The above-described calculation examples of the present invention are merely to describe the calculation model and the calculation flow of the present invention in detail, and are not intended to limit the embodiments of the present invention. It will be apparent to those skilled in the art that other variations and modifications can be made on the basis of the foregoing description, and it is not intended to exhaust all of the embodiments, and all obvious variations and modifications which fall within the scope of the invention are intended to be included within the scope of the invention.

Claims

1. An underwater acoustic target identification method based on a composite neural network is characterized by comprising the following steps:

the input sample data information is processed through an LSTM network, and the time sequence characteristics of the audio sample data are learned on the basis of the basic characteristics to obtain an intermediate vector with the time sequence characteristics; the specific process comprises the following steps:

step 2.2: the state information of the current data is obtained by performing product operation on the retention coefficient obtained by sigmoid of the input of the hidden layer and the output of the previous layer and the data obtained by tanh of the input of the hidden layer and the output of the previous layer;

step 2.3: combining the data information state of the previous layer with the current input signal to obtain a weight through sigmoid, putting the current data information state into tanh to obtain a numerical value and performing product calculation with the previous weight, and finally obtaining a 256-dimensional intermediate vector related to the original audio sample data;

step 3, inputting the output result of the LSTM network into the CNN network, and outputting a target identification result through the CNN network;

the structure of the CNN network is specifically as follows:

from the input layer, the CNN network sequentially comprises the input layer, a first convolutional layer, a first pooling layer, a second convolutional layer, a second pooling layer, a third convolutional layer, a third pooling layer, a fourth convolutional layer, a full-connection layer and a softmax classification layer.
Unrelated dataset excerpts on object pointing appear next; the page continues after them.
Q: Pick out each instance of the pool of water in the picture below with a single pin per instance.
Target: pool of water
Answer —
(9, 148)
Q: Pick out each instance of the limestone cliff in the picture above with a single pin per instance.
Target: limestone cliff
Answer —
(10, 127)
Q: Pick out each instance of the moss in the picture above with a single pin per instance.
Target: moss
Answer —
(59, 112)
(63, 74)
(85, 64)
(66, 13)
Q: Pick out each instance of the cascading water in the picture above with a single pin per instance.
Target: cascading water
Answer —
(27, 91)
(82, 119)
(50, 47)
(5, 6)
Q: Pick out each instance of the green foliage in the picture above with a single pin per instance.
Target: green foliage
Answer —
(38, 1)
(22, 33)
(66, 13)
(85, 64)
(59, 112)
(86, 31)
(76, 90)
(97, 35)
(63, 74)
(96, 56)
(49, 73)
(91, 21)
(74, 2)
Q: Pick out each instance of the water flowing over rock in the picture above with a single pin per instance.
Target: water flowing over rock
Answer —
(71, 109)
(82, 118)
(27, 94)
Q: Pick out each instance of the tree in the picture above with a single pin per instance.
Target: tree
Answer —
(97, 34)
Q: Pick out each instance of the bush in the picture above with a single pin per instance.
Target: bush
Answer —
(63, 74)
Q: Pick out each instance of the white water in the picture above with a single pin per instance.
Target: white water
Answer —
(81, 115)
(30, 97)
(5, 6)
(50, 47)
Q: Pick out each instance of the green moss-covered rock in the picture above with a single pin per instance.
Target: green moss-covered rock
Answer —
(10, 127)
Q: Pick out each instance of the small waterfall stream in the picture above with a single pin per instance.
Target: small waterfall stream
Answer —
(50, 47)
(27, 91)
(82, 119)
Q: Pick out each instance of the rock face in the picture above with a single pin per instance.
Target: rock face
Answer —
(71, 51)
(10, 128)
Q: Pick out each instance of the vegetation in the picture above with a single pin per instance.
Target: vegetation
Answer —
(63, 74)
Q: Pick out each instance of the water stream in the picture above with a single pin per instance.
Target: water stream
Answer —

2. The underwater sound target identification method based on the composite neural network as claimed in claim 1, wherein in the step 1, short-time fourier transform is performed on each segment of signal respectively to obtain a short-time fourier transform result; the specific process comprises the following steps:

3. The underwater acoustic target identification method based on the composite neural network as claimed in claim 2, wherein in the step 1, the short-time fourier transform result is converted into an energy spectrum, and the specific process is as follows:

SPEC(t,f)＝|STFT(t,f)| ²

where SPEC (t, f) is the energy spectrum.

4. The underwater acoustic target recognition method based on the composite neural network as claimed in claim 3, wherein the activating function adopted by the CNN network is Relu.